In 1927, the famous English poet and essayist T.S. Eliot became a Christian and was baptized and confirmed. Prior to his conversion, Eliot belonged to London’s Bloomsbury Group, a small, informal association of artists and intellectuals who lived and worked in the Bloomsbury area of central London. But when news of Eliot’s conversion hit the news, the Bloomsbury Group responded with shock and even disgust. The writer Virginia Woolf, the de facto leader of the group, penned the following letter to one of her peers: I have had a most shameful and distressing interview with dear Tom Eliot, who may be called dead to us all from this day forward. He has become a [believer] in God and immortality, and he goes to church. I was shocked. A corpse would seem more credible than he is. I mean, there’s something obscene in a living person sitting by the fire and believing in God.

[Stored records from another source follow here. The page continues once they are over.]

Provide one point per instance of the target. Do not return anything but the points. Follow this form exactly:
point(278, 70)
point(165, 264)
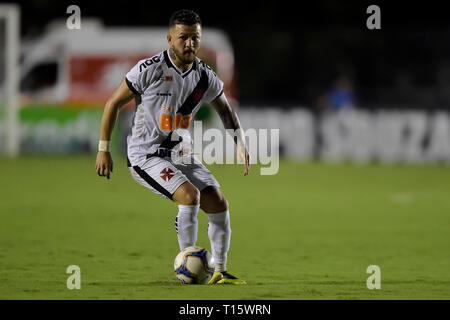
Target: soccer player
point(168, 89)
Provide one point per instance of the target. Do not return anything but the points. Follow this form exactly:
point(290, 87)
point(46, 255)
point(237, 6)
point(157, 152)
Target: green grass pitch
point(309, 232)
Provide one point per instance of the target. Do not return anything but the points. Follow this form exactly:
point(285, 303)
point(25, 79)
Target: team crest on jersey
point(166, 174)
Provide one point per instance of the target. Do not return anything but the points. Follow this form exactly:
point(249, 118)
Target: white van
point(67, 75)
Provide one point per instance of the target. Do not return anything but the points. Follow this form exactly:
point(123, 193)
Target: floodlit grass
point(309, 232)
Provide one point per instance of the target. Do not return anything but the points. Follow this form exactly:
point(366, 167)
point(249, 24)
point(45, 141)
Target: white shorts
point(163, 177)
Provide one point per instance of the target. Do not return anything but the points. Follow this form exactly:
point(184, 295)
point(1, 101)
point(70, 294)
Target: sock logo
point(167, 174)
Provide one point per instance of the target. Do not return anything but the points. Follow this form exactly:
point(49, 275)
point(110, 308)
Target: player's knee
point(187, 194)
point(222, 205)
point(192, 197)
point(213, 202)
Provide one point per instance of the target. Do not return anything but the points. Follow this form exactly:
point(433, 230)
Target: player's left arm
point(230, 120)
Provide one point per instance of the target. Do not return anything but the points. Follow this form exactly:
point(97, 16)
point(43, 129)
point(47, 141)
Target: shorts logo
point(167, 174)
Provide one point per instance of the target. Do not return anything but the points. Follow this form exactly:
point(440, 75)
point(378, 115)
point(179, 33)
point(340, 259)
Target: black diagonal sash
point(196, 95)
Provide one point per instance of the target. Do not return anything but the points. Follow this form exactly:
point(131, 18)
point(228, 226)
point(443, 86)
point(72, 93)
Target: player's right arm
point(120, 96)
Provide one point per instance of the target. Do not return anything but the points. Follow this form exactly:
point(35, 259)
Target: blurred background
point(338, 89)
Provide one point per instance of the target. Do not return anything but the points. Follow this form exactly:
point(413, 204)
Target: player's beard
point(186, 56)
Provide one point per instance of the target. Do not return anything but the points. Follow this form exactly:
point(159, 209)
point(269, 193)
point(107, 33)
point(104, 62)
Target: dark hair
point(186, 17)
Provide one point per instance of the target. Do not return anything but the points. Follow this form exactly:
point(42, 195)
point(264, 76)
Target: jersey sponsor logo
point(148, 63)
point(166, 174)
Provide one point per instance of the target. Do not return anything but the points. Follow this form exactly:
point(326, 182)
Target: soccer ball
point(193, 265)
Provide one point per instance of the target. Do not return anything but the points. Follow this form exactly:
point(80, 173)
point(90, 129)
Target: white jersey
point(166, 99)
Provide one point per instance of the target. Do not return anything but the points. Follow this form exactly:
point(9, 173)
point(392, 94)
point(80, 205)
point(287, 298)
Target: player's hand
point(243, 156)
point(104, 164)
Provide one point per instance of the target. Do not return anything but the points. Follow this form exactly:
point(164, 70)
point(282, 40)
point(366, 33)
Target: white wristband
point(103, 145)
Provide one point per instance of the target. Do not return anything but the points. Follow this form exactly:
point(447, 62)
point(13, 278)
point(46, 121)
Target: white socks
point(219, 233)
point(186, 225)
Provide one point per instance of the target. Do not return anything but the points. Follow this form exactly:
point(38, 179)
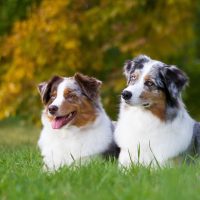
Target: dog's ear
point(136, 63)
point(174, 80)
point(44, 88)
point(128, 68)
point(89, 85)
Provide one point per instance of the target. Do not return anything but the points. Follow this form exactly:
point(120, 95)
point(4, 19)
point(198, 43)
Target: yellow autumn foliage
point(93, 37)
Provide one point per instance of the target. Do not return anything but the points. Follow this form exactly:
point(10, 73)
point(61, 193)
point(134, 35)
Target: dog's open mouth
point(61, 121)
point(146, 105)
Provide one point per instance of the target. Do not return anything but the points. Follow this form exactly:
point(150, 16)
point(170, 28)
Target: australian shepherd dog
point(75, 125)
point(153, 126)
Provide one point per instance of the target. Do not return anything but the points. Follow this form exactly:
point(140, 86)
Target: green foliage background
point(40, 38)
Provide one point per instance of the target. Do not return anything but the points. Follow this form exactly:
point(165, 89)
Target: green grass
point(21, 176)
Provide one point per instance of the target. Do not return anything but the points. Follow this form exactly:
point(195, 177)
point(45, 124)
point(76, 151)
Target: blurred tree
point(12, 10)
point(91, 36)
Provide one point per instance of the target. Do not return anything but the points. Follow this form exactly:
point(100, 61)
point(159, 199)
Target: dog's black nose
point(53, 109)
point(126, 95)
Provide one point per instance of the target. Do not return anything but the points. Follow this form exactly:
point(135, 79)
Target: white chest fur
point(62, 147)
point(142, 137)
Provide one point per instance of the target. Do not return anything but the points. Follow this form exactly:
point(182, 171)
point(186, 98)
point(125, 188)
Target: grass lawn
point(21, 176)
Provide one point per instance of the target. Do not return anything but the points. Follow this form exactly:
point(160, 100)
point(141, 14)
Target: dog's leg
point(125, 159)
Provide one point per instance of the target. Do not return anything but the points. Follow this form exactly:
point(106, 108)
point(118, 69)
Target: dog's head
point(70, 101)
point(153, 85)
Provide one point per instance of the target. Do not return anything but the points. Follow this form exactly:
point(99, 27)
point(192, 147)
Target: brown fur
point(158, 106)
point(89, 85)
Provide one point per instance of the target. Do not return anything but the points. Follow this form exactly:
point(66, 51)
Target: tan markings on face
point(70, 95)
point(135, 75)
point(86, 113)
point(158, 103)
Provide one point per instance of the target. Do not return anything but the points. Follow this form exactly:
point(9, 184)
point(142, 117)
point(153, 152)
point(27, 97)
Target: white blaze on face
point(66, 83)
point(137, 88)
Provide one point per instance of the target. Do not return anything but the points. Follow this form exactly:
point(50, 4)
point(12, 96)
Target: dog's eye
point(149, 83)
point(53, 96)
point(133, 77)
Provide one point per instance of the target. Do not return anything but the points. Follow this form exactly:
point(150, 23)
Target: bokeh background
point(41, 38)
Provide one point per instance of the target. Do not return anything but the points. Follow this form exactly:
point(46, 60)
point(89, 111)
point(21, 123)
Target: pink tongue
point(58, 122)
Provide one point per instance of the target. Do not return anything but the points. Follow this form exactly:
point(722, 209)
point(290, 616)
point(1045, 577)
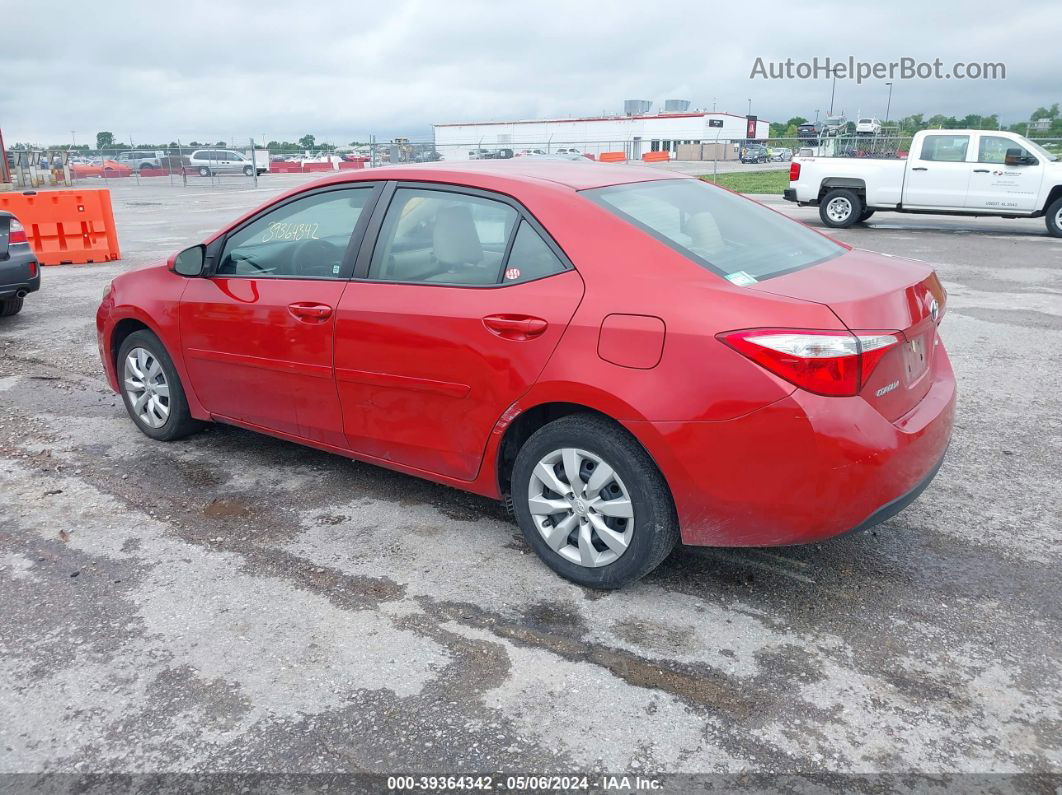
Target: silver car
point(208, 161)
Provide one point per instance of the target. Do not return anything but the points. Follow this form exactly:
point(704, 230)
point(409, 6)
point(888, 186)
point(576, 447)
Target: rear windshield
point(737, 239)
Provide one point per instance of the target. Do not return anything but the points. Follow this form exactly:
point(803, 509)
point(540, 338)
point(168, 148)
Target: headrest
point(455, 239)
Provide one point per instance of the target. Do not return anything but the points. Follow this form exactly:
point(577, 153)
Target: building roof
point(699, 114)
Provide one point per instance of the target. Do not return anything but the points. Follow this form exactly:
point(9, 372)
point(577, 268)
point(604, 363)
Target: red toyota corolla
point(629, 357)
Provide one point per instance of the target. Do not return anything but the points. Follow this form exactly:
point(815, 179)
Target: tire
point(178, 421)
point(840, 208)
point(646, 537)
point(1054, 218)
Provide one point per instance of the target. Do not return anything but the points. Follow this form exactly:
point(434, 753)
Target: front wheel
point(840, 208)
point(151, 389)
point(592, 503)
point(1054, 219)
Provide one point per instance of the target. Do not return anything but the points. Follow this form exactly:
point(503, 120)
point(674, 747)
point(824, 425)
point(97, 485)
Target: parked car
point(868, 126)
point(209, 161)
point(517, 332)
point(141, 159)
point(809, 132)
point(954, 172)
point(102, 168)
point(834, 125)
point(19, 270)
point(754, 153)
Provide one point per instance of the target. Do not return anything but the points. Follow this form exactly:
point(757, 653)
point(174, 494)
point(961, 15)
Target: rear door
point(257, 333)
point(938, 175)
point(995, 186)
point(455, 312)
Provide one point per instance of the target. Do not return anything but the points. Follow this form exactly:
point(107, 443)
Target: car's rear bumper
point(19, 274)
point(803, 469)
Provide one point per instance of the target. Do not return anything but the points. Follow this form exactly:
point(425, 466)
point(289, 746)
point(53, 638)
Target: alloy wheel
point(581, 507)
point(147, 387)
point(839, 209)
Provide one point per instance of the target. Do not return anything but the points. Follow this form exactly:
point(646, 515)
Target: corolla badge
point(887, 389)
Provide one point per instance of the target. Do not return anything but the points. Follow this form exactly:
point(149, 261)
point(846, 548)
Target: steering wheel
point(314, 257)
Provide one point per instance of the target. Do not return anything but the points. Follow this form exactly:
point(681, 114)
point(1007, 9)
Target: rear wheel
point(592, 503)
point(1054, 218)
point(840, 208)
point(151, 389)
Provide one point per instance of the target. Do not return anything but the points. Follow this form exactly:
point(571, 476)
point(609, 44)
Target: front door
point(459, 308)
point(257, 332)
point(939, 175)
point(996, 186)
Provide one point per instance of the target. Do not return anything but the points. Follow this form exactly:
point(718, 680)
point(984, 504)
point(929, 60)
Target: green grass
point(753, 182)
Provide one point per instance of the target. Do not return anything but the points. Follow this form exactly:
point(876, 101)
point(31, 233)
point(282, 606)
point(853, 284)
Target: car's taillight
point(834, 363)
point(17, 232)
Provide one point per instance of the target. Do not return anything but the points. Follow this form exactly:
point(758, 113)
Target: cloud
point(233, 69)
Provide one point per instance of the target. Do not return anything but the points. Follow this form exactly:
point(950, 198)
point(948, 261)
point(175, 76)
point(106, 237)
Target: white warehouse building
point(635, 135)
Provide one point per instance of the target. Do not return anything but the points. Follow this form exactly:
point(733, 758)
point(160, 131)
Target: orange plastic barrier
point(66, 226)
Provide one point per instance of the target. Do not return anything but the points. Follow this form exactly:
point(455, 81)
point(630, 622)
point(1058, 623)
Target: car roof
point(528, 170)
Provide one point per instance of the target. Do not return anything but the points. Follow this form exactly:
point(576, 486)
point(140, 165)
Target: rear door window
point(731, 236)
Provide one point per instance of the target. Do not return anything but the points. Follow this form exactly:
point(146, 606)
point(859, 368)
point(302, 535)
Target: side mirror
point(189, 262)
point(1014, 157)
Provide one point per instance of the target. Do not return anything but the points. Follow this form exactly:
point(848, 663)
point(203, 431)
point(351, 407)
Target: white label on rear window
point(741, 278)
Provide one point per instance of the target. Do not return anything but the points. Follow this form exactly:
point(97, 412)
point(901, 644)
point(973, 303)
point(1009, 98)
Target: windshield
point(738, 239)
point(1038, 149)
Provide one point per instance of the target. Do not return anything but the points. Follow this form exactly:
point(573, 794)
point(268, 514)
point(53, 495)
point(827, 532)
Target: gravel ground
point(237, 603)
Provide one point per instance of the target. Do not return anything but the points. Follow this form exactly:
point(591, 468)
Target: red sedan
point(629, 358)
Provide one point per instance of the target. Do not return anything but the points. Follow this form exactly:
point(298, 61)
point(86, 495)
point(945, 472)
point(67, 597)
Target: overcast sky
point(232, 69)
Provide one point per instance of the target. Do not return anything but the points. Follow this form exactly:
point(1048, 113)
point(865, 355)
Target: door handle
point(515, 326)
point(310, 312)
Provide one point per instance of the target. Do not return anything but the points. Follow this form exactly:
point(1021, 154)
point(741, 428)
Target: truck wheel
point(840, 208)
point(151, 389)
point(1054, 219)
point(592, 503)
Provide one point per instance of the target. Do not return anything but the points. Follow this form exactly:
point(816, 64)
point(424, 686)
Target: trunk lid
point(875, 292)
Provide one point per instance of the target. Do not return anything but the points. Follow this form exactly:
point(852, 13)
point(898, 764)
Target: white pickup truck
point(954, 172)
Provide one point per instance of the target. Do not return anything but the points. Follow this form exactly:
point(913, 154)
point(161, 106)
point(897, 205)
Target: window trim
point(371, 239)
point(216, 248)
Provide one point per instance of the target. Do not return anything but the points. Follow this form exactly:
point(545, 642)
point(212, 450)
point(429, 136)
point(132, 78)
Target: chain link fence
point(245, 163)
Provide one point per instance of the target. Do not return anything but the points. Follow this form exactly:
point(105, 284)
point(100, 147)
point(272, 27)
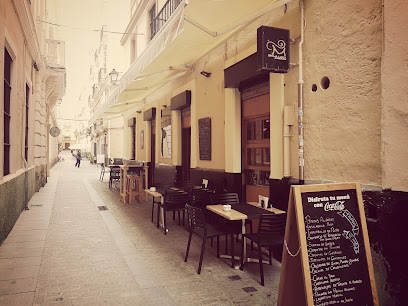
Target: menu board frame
point(204, 138)
point(295, 269)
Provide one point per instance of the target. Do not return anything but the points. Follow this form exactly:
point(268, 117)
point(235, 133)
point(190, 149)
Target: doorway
point(185, 145)
point(256, 141)
point(152, 153)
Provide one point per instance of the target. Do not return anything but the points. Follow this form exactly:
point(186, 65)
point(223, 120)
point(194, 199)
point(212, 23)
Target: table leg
point(243, 231)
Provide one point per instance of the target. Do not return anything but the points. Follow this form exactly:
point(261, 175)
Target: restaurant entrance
point(255, 141)
point(152, 153)
point(185, 144)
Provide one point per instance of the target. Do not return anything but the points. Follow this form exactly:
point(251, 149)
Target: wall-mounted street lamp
point(114, 76)
point(206, 74)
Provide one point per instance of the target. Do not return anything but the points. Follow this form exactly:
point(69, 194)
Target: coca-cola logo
point(339, 205)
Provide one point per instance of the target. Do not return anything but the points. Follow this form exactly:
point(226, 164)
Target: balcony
point(55, 53)
point(158, 21)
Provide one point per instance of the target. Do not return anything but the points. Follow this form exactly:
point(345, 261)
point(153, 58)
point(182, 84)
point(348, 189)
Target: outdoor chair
point(114, 176)
point(174, 201)
point(227, 198)
point(224, 198)
point(161, 188)
point(103, 171)
point(271, 232)
point(200, 197)
point(197, 225)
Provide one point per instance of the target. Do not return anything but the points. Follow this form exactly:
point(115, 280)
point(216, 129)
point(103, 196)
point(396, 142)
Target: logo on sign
point(278, 50)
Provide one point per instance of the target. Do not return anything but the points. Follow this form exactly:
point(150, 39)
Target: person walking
point(78, 159)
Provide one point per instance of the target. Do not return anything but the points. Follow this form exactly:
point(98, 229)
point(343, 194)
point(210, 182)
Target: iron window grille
point(26, 131)
point(157, 21)
point(7, 112)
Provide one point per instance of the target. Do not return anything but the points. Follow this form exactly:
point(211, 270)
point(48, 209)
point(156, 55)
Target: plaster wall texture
point(12, 38)
point(395, 96)
point(343, 122)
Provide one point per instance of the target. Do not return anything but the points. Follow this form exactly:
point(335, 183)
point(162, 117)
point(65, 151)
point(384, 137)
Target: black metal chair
point(197, 224)
point(114, 176)
point(227, 198)
point(271, 232)
point(103, 171)
point(162, 189)
point(174, 201)
point(200, 197)
point(224, 198)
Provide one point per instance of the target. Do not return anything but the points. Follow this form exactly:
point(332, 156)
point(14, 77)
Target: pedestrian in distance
point(78, 159)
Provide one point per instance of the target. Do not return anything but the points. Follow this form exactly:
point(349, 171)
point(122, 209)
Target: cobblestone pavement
point(64, 250)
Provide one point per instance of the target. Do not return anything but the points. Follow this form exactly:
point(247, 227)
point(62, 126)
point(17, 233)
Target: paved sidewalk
point(66, 251)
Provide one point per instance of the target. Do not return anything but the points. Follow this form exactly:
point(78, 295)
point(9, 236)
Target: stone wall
point(14, 196)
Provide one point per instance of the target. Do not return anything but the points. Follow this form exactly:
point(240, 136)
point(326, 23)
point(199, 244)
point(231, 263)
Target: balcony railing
point(55, 53)
point(160, 19)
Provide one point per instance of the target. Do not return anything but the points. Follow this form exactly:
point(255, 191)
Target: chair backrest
point(196, 217)
point(205, 183)
point(175, 198)
point(118, 161)
point(115, 173)
point(200, 197)
point(225, 198)
point(272, 224)
point(263, 201)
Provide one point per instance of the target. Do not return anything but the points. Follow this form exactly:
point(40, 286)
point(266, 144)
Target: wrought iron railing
point(160, 19)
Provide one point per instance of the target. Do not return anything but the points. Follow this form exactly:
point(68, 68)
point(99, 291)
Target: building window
point(27, 112)
point(157, 20)
point(7, 112)
point(153, 23)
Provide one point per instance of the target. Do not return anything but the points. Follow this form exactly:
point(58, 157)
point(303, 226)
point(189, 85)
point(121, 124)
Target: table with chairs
point(270, 231)
point(207, 218)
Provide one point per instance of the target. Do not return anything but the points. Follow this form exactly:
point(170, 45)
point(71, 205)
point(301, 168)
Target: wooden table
point(234, 215)
point(155, 195)
point(124, 169)
point(113, 168)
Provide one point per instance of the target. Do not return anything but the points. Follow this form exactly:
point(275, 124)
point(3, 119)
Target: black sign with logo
point(204, 138)
point(273, 49)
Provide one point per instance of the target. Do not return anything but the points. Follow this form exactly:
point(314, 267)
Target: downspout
point(300, 97)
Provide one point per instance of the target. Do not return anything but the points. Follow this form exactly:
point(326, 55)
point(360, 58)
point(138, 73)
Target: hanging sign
point(327, 257)
point(55, 131)
point(273, 49)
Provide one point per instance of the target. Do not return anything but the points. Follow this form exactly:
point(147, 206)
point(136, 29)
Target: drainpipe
point(289, 119)
point(300, 97)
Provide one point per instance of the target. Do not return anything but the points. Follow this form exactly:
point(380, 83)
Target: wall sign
point(142, 139)
point(273, 49)
point(327, 255)
point(204, 138)
point(166, 141)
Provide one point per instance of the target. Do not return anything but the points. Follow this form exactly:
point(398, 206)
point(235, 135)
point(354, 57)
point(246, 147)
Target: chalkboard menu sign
point(327, 228)
point(335, 247)
point(204, 138)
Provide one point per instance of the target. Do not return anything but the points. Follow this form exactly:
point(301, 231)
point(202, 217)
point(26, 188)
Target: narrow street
point(65, 250)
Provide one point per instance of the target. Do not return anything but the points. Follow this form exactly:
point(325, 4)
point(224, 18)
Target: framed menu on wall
point(204, 138)
point(327, 253)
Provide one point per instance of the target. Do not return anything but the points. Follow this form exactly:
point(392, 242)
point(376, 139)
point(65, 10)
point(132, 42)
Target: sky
point(79, 19)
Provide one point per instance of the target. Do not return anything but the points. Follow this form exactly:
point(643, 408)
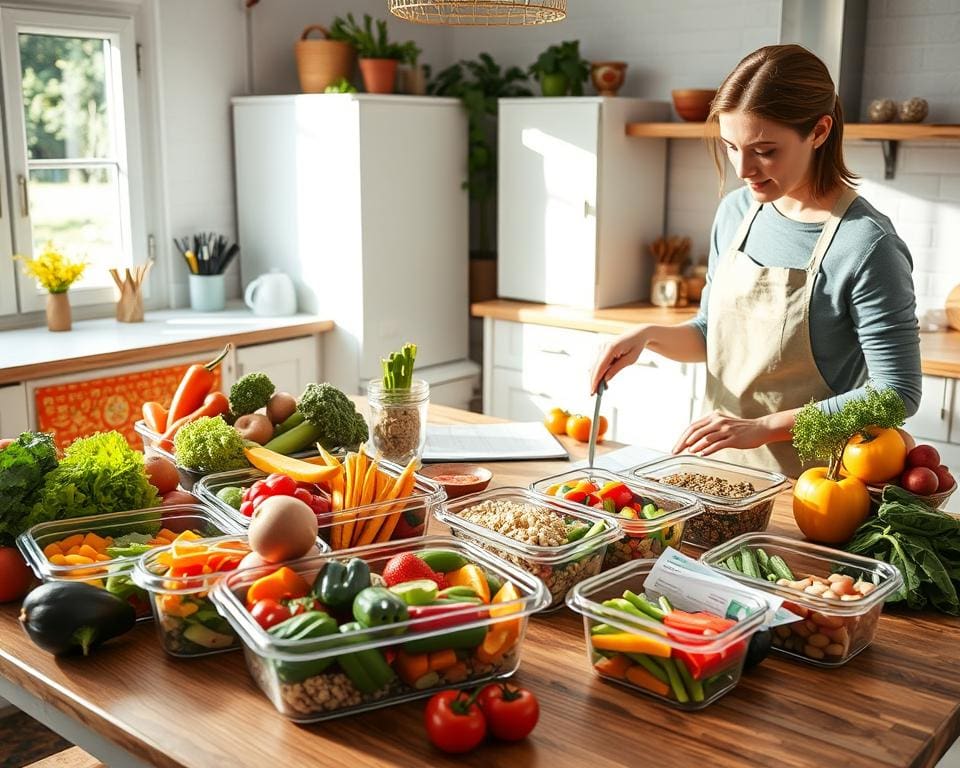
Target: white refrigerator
point(360, 199)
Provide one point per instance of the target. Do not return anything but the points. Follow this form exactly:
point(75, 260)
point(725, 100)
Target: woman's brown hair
point(789, 85)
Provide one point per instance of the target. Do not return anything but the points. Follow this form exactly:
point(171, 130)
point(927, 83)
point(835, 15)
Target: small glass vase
point(398, 420)
point(58, 312)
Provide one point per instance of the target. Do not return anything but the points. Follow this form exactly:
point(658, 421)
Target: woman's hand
point(617, 355)
point(716, 431)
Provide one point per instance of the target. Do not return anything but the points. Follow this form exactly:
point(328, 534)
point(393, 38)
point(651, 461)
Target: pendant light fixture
point(480, 13)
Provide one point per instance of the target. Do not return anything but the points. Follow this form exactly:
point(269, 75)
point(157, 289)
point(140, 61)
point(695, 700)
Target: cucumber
point(780, 568)
point(749, 564)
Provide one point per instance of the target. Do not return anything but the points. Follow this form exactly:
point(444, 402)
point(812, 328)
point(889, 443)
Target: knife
point(595, 424)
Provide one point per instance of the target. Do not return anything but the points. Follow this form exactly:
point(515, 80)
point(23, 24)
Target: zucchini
point(780, 568)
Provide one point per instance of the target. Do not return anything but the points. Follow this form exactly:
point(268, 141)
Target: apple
point(920, 480)
point(946, 480)
point(923, 456)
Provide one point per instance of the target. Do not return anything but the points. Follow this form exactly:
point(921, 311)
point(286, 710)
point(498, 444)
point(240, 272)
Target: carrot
point(155, 416)
point(215, 404)
point(615, 666)
point(631, 642)
point(194, 387)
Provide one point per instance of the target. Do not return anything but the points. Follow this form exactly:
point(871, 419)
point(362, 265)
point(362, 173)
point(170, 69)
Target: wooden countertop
point(895, 704)
point(939, 351)
point(32, 353)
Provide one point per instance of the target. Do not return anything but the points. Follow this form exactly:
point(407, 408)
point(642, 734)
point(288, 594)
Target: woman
point(809, 291)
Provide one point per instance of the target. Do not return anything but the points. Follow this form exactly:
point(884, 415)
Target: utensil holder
point(207, 293)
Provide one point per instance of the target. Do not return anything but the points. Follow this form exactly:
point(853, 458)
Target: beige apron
point(759, 357)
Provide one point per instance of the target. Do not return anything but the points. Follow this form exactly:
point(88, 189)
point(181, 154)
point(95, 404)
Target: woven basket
point(935, 500)
point(322, 62)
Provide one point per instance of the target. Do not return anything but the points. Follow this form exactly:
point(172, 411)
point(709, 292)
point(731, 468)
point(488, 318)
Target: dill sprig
point(820, 436)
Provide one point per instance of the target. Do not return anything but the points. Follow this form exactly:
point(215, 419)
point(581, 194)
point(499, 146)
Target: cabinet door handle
point(24, 195)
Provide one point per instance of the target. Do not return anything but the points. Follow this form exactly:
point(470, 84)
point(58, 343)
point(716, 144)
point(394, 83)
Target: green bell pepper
point(339, 583)
point(304, 626)
point(376, 606)
point(367, 670)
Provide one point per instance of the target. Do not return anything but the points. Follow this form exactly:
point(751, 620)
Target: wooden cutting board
point(953, 309)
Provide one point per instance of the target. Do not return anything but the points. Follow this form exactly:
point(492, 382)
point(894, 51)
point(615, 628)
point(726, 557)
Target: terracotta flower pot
point(58, 312)
point(379, 75)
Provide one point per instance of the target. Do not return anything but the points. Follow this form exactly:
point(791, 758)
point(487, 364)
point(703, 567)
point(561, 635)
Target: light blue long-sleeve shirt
point(863, 317)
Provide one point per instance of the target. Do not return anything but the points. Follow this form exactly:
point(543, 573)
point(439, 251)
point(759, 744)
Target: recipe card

When Christ begins to penetrate us deeply, he begins to penetrate our community and our culture deeply as well. The problem is we have often tried to bring Christ to the culture without bringing him first to individual human hearts, and that is not how God works. He transforms us from the inside out, and communities from inside his people and outward from there. But when Christ begins to penetrate our society deeply through us, and begins to have an economic and cultural impact, there will be controversy. There will be opposition. For the decision to follow Christ has always been and will always be a counter-cultural, and therefore a controversial, decision.